CARRIE MANNING WHITE
v.
STATE



Appeal from Tuscaloosa Circuit Court. (CC-92-1685.01). Thomas Wilson, TRIAL JUDGE.

Rule 39(k) Motion Denied March 3, 1995. Rehearing Denied March 3, 1995. Certiorari Denied May 26, 1995. Released For Publication November 20, 1995.

McMILLAN, Judge. All Judges concur.

The opinion of the court was delivered by: Mcmillan

McMILLAN, JUDGE

The appellant, Carrie Manning White, appeals her conviction for possession of burglar's tools, a violation of § 13A-7-8, Code of Alabama 1975. She was sentenced to 20 years' imprisonment and was ordered to pay $50 to the crime victims compensation fund.

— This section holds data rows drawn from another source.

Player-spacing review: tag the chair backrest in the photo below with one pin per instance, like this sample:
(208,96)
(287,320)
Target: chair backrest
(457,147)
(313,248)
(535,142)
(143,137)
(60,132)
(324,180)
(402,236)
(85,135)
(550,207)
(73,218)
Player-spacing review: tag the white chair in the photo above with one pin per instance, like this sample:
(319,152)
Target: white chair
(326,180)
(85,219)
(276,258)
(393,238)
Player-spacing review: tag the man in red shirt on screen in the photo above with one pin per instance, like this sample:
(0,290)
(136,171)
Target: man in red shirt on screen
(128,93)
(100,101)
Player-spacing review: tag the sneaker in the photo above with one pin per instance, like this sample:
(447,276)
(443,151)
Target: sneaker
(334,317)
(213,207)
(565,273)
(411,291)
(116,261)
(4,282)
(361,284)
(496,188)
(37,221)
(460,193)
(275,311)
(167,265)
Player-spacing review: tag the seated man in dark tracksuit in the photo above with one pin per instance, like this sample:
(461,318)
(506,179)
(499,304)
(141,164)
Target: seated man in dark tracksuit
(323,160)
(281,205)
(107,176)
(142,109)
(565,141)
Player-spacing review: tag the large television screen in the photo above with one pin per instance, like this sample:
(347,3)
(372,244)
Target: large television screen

The evidence presented by the State tended to show the following: Mrs. Mildred Chavis testified that, on June 29, 1992, she was going shopping at a Kroger grocery store, in Northport, Alabama. She testified that as she drove into the parking lot she observed a black woman, Renee Gray, pick up a black change purse. She testified that Gray asked her if the purse belonged to her. Chavis testified that Gray opened the purse, revealing a large roll of money that appeared to be authentic. Chavis testified that Gray asked her to be a witness to the fact that she had not tampered with the money. Chavis testified that after she told Gray that she would be a witness, Gray asked her to accompany her to a nearby bank, where she said she was employed, so that she could turn in the money. Chavis testified that she agreed to do so. She testified that the appellant, Carrie White, then appeared "out of nowhere." Chavis testified that as Gray started walking toward the bank, the appellant suggested that Gray should go to the bank by herself. Chavis testified that she did not see Gray go into the bank. Shortly thereafter, Gray returned and asked Chavis if the three of them could get in her car. Chavis testified that when she told them "No," they went to a nearby restaurant to discuss the money. Chavis testified that she became suspicious when Gray told her that there were several thousand dollars in the purse and that they could have all of it if they paid taxes on it. She testified that Gray said that the taxes on the money would amount to thousands of dollars. Chavis testified that she then told them that she did not have that kind of money and left the restaurant. She testified that she later reported the incident to a Kroger employee.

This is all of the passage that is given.